Personal information
- Full name: Andrija Jukic
- Date of birth: 3 January 1987 (age 39)
- Place of birth: Perth, Western Australia
- Height: 1.81 m (5 ft 11 in)
- Position: Midfielder

Youth career
- 2004–2005: Western Knights
- 2005–2006: Perth Glory

Senior career*
- Years: Team / Apps / (Gls)
- 2006–2007: Western Knights / 14 / (1)
- 2007–2008: NK Junak Sinj / 2 / (0)
- 2008–2009: Western Knights / 25 / (5)
- 2009–2010: Perth SC / 5 / (0)
- 2010–2011: Perth Glory / 19 / (1)
- 2011–2012: Bogor Raya / 20 / (2)
- 2012: Bentleigh Greens / 21 / (1)
- 2013–2015: Inglewood United / 56 / (8)
- 2016–2018: Bayswater City / 66 / (5)
- 2019–2021: Western Knights / 54 / (9)

= Andrija Jukic =

Australian soccer player

Andrija Jukic (born 3 January 1987) is an Australian footballer who plays for Western Knights SC.

==Club career==
He tried out for the FOX8 reality TV show Football Superstar, but narrowly missed out on making the Perth Top 10, placing 11th, After this Jukic signed for his home town club Perth Glory's 2008/09 Youth League team, where he was a standout.

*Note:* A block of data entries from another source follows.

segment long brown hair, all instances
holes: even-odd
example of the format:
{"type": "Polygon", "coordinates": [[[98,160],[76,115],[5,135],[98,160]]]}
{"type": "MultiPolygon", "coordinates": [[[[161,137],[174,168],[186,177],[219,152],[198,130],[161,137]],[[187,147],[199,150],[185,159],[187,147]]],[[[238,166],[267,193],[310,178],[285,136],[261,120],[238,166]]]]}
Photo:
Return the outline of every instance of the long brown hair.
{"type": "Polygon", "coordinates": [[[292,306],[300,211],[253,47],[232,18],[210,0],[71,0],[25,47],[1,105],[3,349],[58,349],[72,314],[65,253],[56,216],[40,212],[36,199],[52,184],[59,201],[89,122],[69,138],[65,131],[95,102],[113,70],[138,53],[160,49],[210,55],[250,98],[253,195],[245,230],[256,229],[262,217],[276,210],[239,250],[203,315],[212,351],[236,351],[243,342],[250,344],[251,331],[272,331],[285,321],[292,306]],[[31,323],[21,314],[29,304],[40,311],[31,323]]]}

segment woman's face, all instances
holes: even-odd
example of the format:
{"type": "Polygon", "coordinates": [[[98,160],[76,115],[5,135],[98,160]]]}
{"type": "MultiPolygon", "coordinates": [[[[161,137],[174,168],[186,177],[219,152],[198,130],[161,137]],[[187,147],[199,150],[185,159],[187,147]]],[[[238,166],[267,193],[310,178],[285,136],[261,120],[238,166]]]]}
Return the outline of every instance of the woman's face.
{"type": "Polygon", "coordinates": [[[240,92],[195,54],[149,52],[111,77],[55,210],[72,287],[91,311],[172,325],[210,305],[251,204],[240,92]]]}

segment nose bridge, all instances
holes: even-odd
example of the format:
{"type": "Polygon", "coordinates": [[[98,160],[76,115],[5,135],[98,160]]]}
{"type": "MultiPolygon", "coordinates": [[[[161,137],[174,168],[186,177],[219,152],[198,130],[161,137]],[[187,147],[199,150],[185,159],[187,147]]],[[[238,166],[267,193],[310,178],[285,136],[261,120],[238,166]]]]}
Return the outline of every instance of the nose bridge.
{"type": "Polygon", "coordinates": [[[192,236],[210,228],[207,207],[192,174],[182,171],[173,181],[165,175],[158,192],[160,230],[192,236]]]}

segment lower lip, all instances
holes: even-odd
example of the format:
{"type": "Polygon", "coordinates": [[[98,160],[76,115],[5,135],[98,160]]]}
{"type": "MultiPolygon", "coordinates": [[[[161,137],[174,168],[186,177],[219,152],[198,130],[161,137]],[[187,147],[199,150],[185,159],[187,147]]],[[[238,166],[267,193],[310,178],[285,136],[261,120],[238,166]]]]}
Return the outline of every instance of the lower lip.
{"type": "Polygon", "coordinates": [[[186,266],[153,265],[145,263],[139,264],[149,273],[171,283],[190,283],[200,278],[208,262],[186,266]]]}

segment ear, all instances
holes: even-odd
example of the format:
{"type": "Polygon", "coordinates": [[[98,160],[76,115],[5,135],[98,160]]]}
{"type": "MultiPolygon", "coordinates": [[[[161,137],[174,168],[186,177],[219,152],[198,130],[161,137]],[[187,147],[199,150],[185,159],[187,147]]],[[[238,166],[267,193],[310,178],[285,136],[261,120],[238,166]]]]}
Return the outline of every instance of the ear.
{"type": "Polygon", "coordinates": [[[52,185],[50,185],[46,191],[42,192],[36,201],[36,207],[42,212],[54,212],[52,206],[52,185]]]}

He made his senior debut for Perth Glory as a substitute on 21 December 2008 against Sydney FC.

On 26 February 2009, Jukic signed a two-year deal with Perth Glory. Andrija scored his first goal in the A-League and for his club against Central Coast Mariners on 31 January 2010. Andrija was a part of the Perth Glory team that made finals in the A-League for the first time in the club's history during the 2009/10 season.

==Honours==
Personal honours
- National Youth League Top Scorer: 2008–2009 with Perth Glory – 6 goals

==See also==
- He is the brother of Queen's Park FC striker Katarina Jukic.